Как на это ответить! Жигулин прибирал комнату, собирался помаленьку.
…Любопытство, весёлая птица…
А без этого люди… жить не могут на свете…
— …Вы слушаете программу радиостанции «Юность». Отвечаем на письма школьников, которые спрашивают у нас совета, куда пойти учиться…
Это балетная Татьяна пришла к Жигулину и включила радио.
— …Мы сидели за обедом, и вдруг вошёл Пушкин с большой толстой папкой в руках… — по радио передавали воспоминания Керн.
— Вот так… — сказала Татьяна. — Я бы хотела сидеть за столом и чтобы вдруг вошёл Пушкин… Ничего себе?
— А что бы ты делала?
— Да уж не то, что эта Анна Керн!
— А всё же?
— Я бы всех вокруг него раскидала. А эта Керн даже не понимала, что в дверь вошёл Пушкин. Пушкин же?
— А ты бы поняла?
— Конечно!
— Враз?
— Ага.
— А как?
— Так ведь это же Пушкин! Мы по нему сочинения пишем!
— Ну-у, красотка, — сказал Жигулин. — Это тебе в школе растолковали, кто такой есть Пушкин. А кого ты сама открыла? Никого.
— Так ведь Пушкина нет.
Тоже правильно.
— А вдруг я Пушкин?
— Нет, — сказала Татьяна. — Вы не Пушкин. Пушкин не стал бы раздумывать, вернуться или нет, если бы любил.
Опять же правильно.
— Маме привет передавай.
— От кого?
— От мужа.
— Я так и знала… А почему вы уезжаете?
— Фирн… Знаешь такое слово? Это такой снег со льдом, — сказал Жигулин. — Я когда слышу это слово, сразу воображаю — вездеходы хрипят на поворотах… И снова работа как драка… Понимаешь? У меня такая профессия… Мне дома делать нечего.
— Понимаю.
— Ничего не понимаешь!.. Подрастёшь — приезжай с мамой в гости.
— А куда?
— А я напишу… Слушай, я тут пластинку раскокал, случайно. Выбрось куда-нибудь. А то Мызин рассердится… Ну, прощай.
— Надо присесть на дорогу.
— Некогда. Где-нибудь в скверике посижу.
Валя огляделась. Куда это она зашла? Это явно был переулок, где ещё не ступала нога человека. Никем ещё неоткрытый сегодняшний переулок.
Она остановилась посреди переулка. Полная женщина. Со спины её освещал луч солнца. Тень, улёгшаяся у её ног, говорила — закат.
— Нет!
Закат бил ей в спину, и переулок как щель и как труба, и на асфальте лежал учебник арифметики. Как после бомбёжки.
— Нет!
И она обернулась в сторону заката.
Теперь солнце било ей в глаза. Жакет она сняла и держала его, и белая кофточка её, розовая от заката, бившего ей в лицо, казалась совсем молодой, совсем юной кофточкой, кофточкой-подростком.

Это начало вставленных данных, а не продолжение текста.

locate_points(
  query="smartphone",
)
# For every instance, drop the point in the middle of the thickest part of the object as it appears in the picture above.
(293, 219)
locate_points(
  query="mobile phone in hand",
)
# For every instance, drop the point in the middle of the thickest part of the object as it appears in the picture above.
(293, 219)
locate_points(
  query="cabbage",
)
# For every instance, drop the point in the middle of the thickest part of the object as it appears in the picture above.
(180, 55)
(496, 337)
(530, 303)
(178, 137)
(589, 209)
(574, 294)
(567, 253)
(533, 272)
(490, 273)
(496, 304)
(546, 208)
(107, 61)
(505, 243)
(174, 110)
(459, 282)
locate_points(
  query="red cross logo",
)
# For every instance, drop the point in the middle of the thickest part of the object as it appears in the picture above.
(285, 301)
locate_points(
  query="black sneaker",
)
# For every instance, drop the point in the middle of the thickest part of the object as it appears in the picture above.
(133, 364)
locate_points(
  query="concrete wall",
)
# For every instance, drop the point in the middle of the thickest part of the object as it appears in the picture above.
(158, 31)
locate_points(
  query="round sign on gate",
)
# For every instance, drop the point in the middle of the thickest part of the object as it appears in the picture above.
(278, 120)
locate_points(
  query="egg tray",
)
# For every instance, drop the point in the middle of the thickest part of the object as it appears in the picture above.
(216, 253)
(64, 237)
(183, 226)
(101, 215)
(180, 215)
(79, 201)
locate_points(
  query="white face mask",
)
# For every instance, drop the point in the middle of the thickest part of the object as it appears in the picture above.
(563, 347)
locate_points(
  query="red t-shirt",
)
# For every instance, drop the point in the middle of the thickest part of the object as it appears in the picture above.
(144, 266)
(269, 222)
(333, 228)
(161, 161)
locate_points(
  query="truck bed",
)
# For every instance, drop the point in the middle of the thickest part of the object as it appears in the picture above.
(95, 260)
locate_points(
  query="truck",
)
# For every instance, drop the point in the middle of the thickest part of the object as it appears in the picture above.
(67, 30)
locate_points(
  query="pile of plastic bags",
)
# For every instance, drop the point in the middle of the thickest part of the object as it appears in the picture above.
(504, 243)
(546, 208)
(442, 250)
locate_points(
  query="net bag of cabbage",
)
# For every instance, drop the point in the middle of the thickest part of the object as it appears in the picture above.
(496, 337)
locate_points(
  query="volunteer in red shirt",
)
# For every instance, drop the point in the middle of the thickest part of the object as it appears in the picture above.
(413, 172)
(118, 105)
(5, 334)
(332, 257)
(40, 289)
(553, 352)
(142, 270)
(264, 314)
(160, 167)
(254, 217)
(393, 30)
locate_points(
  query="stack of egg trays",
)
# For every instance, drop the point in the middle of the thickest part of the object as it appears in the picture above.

Когда она вернулась домой, Мызин, дождавшийся её, рассказал ей всё о Жигулине.
— Слушай… Я всё же узнал, что с Санькой.
— Не имеет значения.
— Имеет… Ногу ему оторвало… Ещё в сорок восьмом… В Польше…
Совсем в сумерки она разыскала его на Страстном.
— Видишь ли, какая штука… — сказал он нерешительно.
— Какая штука?.. Господи, достался мне слюнтяй… Бродит где-то, бродит, а я его разыскивай…
— Валя…
— Голову тебе оторвало, а не ногу… Пошли домой, у тебя есть дом… Хватит, набегался. Всю жизнь мою сломал… Идём, дочка ревёт дома. Имей в виду — ещё раз удерёшь, подам в суд на алименты, а на суде скажу, что ты меня лупил деревянной ногой… Сашенька, не могу больше… идём. Дочка нам не простит, если мы придём не вместе. Она должна верить, что хорошие концы всё-таки иногда бывают… Сашенька, идём.
Она взяла его чемодан, но он отнял.
— Ты с ума сошла, — сказал он. — Я сам.
Они встретились, граждане, они встретились. История в общем-то горькая, и мы могли бы остановиться именно здесь. Но мы имеем право заглянуть чуть дальше, туда, где, как сказано, история, смеясь, расстаётся со своим прошлым. Может быть, это и есть настоящий финал всего, что нас мучит.